The air passed through the housing cools the glass parts and Metal fusing of the X-ray tube. If necessary, the magnet system could io even be designed as a fan blade. It is also possible to have a fan blade to be attached to the shaft 18 next to the rotor io.

The motor 15 with the end cap 16 forms a very insignificant extension the protective hood. However, this construction makes the arrangement of a rotating field stator, that surrounds the X-ray tube, made superfluous. This will remove the from the protective hood Required space is reduced considerably. It can be a regulation of the speed of rotation the Artode 4 quite simply by regulating the speed of the motor 15. The latter can be designed as a single-phase collector motor, so that its speed can be selected at will by regulating the current in the excitation winding.

Since the X-ray tube and the protective housing are otherwise known per se May be carried out, the% further parts are not designated in the figure.
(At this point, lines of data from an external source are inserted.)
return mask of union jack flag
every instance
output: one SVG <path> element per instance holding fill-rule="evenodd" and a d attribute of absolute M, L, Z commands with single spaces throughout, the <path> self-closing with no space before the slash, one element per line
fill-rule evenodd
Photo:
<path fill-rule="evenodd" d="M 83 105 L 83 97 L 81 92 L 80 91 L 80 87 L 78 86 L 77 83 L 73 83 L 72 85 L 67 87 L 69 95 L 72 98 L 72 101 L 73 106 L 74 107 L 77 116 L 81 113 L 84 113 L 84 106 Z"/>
For the sake of clarity, only the collecting device 34 with the filament 35 are left and the beam exit window 36 and the filter sleeve 37 are shown schematically.

Claims (6)

PATENT CLAIMS: -i. Rotating anode x-ray tube with high-voltage protective jacket, whose drive device has a rotatable magnet system and a rotatable armature system has, one of which is mechanically set in rotation and the other, with the the rotating anode is connected, is magnetically entrained, characterized in that that the mechanically driven system is within the magnetically entrained System is located, whose potential les possesses, and idurcn @eiizen on the protective jacket attached electric motor is driven via an insulating drive shaft. 2. Rotating anode X-ray tube with high-voltage protective jacket according to Claim i, characterized in that that the drive rotor is in an indentation of the tube wall that supports the rotating anode is located and the rotating anode extends around this indentation in the annular space has cylindrical part. 3. Rotating anode X-ray tube with high-voltage protective jacket according to claim i or 2, characterized in that for driving the drive rotor the motor of an electrically 'driven fan is used. q .. Rotating anode x-ray tube with high-voltage protective housing according to claim 3, characterized in that the Drive rotor itself is designed as a fan blade or as a pump rotor or correspondingly acting parts are arranged on its rotating shaft and in its vicinity. 5. rotating anode x-ray tube with high-voltage protective housing according to claim q., Characterized characterized in that the drive shaft is made hollow and as a feed channel for the rinsing air or rinsing liquid. 6. Rotating anode X-ray tube with high-voltage protective housing according to one of the preceding claims, characterized in that for the rotation the drive rotor is provided with a variable speed motor.